L'ULTRALIBERALISME ECONOMIQUE EN QUESTION

La notion de droite et de gauche est bouleversée par le grand vent de la mondialisation et de l'hyper-libéralisme financier, par ailleurs catastrophique dans ses derniers excès : la Chine par exemple, est-elle de gauche ? La droite française qui hérite d'un double héritage contradictoire, libéral, «le marché peut tout, il doit être totalement libéré », bonapartiste, «l'état doit tout réglementer» a un peu de mal à se situer idéologiquement face à cette profonde crise économique qui semble secouer les fondements même de l'économie de marché.

Paradoxalement, le vieux discours keynésien de la gauche paraît plus cohérent, même si le PS organise aujourd'hui un redressement bâti sur beaucoup de rigueur et d'austérité !

- « La France, la France? », comme le scandait le Général de Gaulle, est un vieux et grand machin qui tient beaucoup à quelques notions et surtout parmi l'une d'entre elles, la « Nation », fortement bouleversée par l'idée d'un fédéralisme européen et par un capitalisme sans frontières.

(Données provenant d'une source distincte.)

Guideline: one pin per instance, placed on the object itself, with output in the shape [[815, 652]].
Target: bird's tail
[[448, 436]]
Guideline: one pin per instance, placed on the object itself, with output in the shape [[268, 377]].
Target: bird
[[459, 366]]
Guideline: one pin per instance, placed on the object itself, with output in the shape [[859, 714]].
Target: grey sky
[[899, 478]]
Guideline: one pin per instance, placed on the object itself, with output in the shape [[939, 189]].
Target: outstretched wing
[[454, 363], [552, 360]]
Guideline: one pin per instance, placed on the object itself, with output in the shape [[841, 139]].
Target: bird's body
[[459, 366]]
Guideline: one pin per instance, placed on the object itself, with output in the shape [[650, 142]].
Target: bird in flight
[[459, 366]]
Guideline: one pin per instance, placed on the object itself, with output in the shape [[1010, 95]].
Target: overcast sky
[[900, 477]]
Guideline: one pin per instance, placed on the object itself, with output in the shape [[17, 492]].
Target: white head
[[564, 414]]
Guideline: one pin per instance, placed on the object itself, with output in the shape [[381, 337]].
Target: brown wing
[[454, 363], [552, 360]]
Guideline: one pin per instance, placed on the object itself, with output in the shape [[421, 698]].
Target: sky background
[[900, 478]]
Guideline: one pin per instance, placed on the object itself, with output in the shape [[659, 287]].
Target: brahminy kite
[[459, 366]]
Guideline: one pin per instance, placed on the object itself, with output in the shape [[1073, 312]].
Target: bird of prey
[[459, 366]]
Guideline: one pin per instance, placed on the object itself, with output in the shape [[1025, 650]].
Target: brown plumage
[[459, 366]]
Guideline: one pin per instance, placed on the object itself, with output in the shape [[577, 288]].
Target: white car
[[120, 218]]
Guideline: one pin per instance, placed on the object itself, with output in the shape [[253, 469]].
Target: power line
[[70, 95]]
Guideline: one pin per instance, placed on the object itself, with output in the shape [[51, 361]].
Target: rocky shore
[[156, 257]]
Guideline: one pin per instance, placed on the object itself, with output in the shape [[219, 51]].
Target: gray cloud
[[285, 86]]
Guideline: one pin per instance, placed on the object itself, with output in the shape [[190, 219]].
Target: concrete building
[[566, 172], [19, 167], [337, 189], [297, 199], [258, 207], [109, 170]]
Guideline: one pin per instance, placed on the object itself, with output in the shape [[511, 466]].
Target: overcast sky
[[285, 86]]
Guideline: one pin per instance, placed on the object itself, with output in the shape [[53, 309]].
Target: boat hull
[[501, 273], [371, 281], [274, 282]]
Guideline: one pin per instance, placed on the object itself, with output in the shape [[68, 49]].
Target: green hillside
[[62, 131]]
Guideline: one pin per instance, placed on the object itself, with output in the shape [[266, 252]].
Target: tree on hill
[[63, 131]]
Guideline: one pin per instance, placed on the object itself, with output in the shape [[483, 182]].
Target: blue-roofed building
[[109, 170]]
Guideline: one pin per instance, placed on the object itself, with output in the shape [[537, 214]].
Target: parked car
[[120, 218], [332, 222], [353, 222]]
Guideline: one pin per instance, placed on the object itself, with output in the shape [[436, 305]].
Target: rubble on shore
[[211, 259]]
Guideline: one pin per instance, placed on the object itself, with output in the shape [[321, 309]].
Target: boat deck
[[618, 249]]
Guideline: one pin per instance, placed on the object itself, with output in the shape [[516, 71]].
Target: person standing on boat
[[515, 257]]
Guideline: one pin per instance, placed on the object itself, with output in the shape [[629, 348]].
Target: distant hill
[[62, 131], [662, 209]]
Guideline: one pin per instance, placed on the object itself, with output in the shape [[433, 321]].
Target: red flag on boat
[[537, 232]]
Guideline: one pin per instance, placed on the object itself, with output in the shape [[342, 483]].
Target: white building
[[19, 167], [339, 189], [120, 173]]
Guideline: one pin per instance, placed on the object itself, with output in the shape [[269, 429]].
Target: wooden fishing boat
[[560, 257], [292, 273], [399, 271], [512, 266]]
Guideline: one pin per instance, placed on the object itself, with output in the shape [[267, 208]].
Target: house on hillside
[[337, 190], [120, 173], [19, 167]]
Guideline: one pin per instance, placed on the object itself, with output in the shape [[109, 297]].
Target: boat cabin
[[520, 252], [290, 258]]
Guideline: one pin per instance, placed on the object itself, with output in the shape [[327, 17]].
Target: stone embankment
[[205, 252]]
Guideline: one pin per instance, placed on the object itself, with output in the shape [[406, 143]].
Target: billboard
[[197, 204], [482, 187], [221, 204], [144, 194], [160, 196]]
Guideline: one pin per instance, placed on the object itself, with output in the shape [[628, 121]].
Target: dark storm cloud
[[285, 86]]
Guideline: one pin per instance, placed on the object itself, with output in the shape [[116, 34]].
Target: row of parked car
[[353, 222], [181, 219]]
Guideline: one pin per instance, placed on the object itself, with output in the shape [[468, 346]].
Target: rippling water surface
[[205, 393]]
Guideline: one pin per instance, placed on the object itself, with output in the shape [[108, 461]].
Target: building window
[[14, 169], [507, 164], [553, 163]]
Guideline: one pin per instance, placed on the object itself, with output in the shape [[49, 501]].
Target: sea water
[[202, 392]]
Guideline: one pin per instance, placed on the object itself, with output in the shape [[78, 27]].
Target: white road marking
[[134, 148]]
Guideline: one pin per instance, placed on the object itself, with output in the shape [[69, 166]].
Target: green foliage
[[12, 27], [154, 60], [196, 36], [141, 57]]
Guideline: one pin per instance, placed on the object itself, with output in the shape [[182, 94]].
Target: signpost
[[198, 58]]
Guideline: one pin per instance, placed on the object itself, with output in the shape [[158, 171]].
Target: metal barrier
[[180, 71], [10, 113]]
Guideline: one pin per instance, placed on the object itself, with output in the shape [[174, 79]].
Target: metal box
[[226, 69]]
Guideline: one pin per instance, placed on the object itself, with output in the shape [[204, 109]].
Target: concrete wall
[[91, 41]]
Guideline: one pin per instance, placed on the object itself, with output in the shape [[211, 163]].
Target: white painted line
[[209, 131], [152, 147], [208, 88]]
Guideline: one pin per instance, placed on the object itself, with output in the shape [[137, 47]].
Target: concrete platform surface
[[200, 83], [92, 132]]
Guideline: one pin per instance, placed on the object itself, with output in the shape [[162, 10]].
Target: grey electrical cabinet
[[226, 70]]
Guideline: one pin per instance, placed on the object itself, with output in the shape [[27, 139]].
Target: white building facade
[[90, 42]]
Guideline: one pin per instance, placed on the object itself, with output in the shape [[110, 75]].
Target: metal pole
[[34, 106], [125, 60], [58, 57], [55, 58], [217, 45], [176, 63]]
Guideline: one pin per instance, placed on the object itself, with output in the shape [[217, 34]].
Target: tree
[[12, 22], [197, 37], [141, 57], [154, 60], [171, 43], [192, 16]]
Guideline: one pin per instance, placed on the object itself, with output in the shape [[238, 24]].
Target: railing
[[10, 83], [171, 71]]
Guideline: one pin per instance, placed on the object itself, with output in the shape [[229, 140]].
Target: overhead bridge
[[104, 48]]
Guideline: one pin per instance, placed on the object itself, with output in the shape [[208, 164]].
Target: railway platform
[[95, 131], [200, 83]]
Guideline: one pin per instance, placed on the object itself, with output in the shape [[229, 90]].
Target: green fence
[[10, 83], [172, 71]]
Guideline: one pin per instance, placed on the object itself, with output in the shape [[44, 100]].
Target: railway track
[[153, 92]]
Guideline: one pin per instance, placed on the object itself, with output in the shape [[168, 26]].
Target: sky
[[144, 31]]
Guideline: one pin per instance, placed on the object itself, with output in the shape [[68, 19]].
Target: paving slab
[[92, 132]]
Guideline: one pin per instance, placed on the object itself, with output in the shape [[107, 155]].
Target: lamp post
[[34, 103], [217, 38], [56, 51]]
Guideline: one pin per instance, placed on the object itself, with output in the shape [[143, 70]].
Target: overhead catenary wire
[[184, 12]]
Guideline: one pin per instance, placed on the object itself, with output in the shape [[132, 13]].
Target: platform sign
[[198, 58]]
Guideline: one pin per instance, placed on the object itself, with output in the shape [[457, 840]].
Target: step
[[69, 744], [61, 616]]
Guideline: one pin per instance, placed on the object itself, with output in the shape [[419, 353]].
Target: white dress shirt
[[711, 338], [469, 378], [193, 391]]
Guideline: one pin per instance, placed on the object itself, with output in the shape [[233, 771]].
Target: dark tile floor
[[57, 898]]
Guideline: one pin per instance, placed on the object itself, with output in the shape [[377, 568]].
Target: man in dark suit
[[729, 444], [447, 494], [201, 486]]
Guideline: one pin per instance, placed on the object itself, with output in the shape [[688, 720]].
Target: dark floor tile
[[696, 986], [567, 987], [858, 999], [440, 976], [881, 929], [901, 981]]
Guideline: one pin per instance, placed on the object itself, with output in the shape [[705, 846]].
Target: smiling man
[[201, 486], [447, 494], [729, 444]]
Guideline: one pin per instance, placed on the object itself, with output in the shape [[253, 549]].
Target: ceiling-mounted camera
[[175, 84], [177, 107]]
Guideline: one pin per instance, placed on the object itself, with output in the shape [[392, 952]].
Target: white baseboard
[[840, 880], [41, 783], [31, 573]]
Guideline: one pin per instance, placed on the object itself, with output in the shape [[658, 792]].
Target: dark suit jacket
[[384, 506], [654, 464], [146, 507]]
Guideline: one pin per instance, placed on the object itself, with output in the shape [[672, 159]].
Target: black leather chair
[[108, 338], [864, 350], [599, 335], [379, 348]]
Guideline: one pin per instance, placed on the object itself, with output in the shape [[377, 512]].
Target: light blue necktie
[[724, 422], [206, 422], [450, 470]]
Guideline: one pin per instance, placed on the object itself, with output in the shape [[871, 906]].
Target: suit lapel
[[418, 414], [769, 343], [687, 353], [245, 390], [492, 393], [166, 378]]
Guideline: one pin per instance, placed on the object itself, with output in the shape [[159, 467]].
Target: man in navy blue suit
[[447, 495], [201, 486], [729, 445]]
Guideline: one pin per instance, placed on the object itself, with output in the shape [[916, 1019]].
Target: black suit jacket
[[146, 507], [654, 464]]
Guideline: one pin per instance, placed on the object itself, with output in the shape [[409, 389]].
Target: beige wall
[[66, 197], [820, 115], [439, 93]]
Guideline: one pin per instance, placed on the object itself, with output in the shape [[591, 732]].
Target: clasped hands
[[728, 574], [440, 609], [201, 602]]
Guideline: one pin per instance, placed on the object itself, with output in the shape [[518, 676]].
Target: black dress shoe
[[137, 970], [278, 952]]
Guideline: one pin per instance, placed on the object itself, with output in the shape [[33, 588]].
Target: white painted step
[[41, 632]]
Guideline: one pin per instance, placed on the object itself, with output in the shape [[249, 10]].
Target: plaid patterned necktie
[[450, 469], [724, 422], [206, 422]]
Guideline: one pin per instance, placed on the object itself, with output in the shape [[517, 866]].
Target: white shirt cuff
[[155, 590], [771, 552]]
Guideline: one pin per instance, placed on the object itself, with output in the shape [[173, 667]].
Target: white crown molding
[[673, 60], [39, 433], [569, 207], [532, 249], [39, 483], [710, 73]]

La droite française est plus sensible à cette thématique qu'on y croit. C'est le cas à gauche également. Comment croire en période de crise économique sévère, à une construction européenne quand l'Angleterre menace tous les jours de quitter l'UE et que l'Allemagne se comporte comme si elle bénéficiait d'un mandat d'autorité sur un bloc d'économies européennes jugées « assistées » ? On peut croire à une grande Europe fédérale mais la façon dont elle se construit aujourd'hui produit en France des grincements de dents à droite comme à gauche.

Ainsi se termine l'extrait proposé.